I hadn’t been to Teatro in at least three years; the last time had been with my friend Sarah, who hasn’t lived in Boston for at least that long. When Amanda and I were devising a list of places in the Theater District to stop by for a quick bite before going to an event at Grub Street, Teatro immediately came to mind. I didn’t remember much about the Italian restaurant next to the Boston Common movie theater; I just had a strong recollection of the dramatic ceiling arching over the dining room.
Well, the ceiling is still there, and is as dramatic as ever.

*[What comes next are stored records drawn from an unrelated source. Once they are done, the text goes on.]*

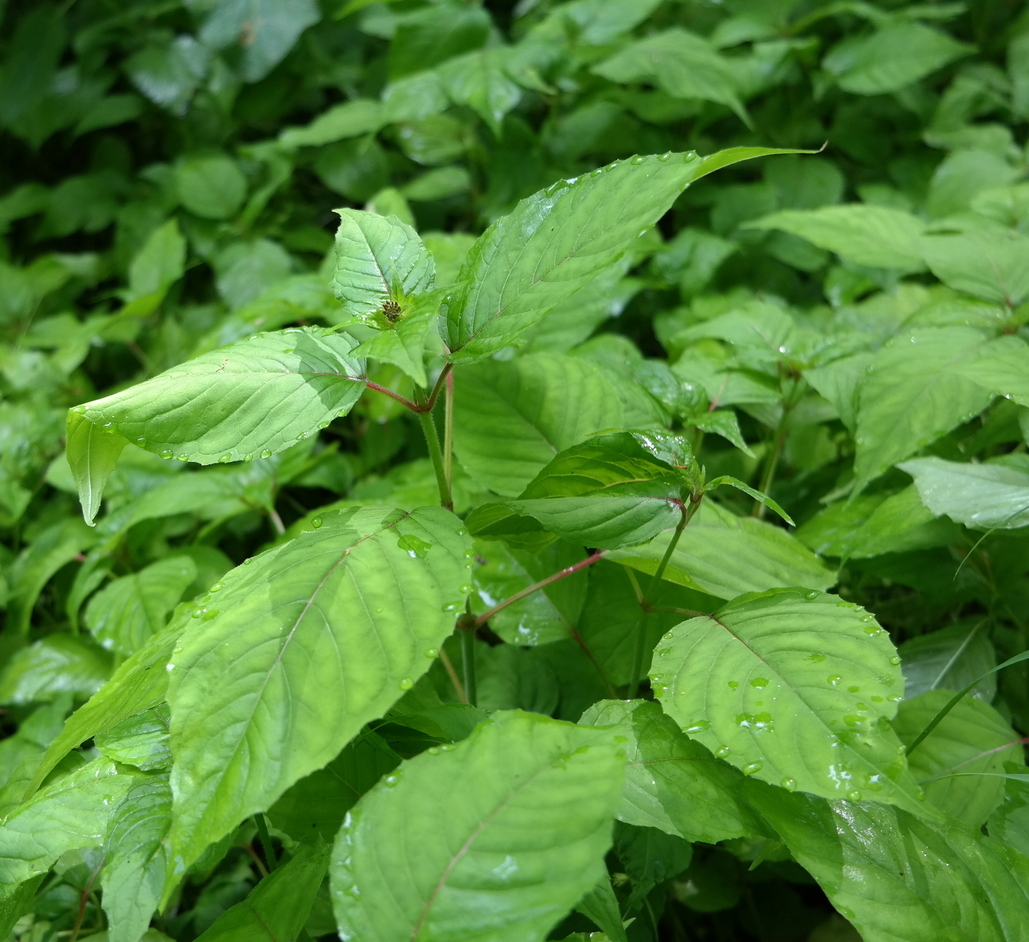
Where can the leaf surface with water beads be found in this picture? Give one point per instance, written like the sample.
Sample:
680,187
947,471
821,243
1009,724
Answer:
795,688
299,649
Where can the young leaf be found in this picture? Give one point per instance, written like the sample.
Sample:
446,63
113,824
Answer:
299,649
556,242
984,496
672,782
794,688
278,907
379,259
919,881
254,397
498,837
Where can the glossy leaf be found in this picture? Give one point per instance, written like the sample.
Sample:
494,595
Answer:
968,740
978,495
507,852
920,881
673,782
279,905
300,648
378,259
795,688
724,555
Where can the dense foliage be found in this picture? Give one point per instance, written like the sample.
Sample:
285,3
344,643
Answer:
594,538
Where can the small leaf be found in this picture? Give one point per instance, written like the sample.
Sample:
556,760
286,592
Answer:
794,688
417,860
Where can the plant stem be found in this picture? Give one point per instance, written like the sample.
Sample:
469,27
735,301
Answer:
432,440
542,584
265,840
468,665
641,625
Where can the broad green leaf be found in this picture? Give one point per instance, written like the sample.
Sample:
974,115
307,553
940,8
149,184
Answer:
672,782
378,259
61,663
874,524
300,648
278,907
512,418
611,491
142,740
211,186
919,881
724,555
795,688
263,30
255,397
496,838
71,813
129,611
892,58
950,659
913,393
136,858
969,739
352,118
876,236
559,240
987,263
983,496
682,64
547,615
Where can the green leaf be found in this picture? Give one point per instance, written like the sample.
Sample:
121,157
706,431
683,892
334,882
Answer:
920,881
913,393
725,555
984,496
987,263
71,813
278,907
672,782
261,31
681,64
299,649
794,688
129,611
497,837
255,397
379,259
511,418
876,236
969,739
61,663
212,187
136,858
892,58
559,240
610,491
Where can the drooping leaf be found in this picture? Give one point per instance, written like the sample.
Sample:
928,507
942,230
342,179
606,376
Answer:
795,688
876,236
724,555
136,858
506,853
380,259
978,495
278,907
298,650
255,397
969,740
920,881
673,782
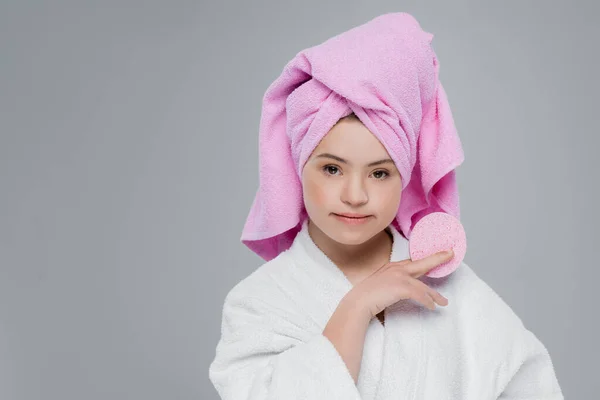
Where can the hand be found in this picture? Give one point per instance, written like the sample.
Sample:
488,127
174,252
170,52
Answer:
396,281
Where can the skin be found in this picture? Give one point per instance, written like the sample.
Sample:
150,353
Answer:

So, as a matter of fact, is the food.
Amanda and I were both hungry, so we chose to split a starter of a Caesar salad ($12.00). It was one of the few we could agree on, as Amanda is a vegetarian and I am not. I was surprised and pleased that the restaurant divided the salad amongst two plates for us, as opposed to presenting us with one unruly pile of Romaine leaves to fight over. The salad, while not particularly noteworthy, was light and crisp — very refreshing on a humid evening.
For my entrée, I selected a spinach and mascarpone ravioli ($19.00). Served with crème frâiche and minced parsley, it was surprisingly delicious. I never would have imagined that such luscious flavor could have been teased from such ingredients. The spinach was amazingly rich, and the dish’s sauce was citrusy and decadent. In spite of all of this, none of it felt the least bit heavy. In fact, it turned out to be the perfect amount of food, though I’ve got to say that if it were acceptable to lick a plate clean in public, I would have loved to have gotten every drop of that sauce.
The next time I go to Teatro, you can bet I’m ordering that ravioli again. In fact, I might even see if I can tease a few tidbits about its ingredients out of the members of the waitstaff. I’ll let you know if I learn anything new.
(Now, I have to acknowledge these pictures. I know they are terrible, and for that I apologize. I had forgotten to charge my camera’s battery, and was not going to take any photographs at all until Amanda reminded me that I could use my cell. It’s something I always forget about since I rarely, if ever, use that feature on my already too-complicated phone.)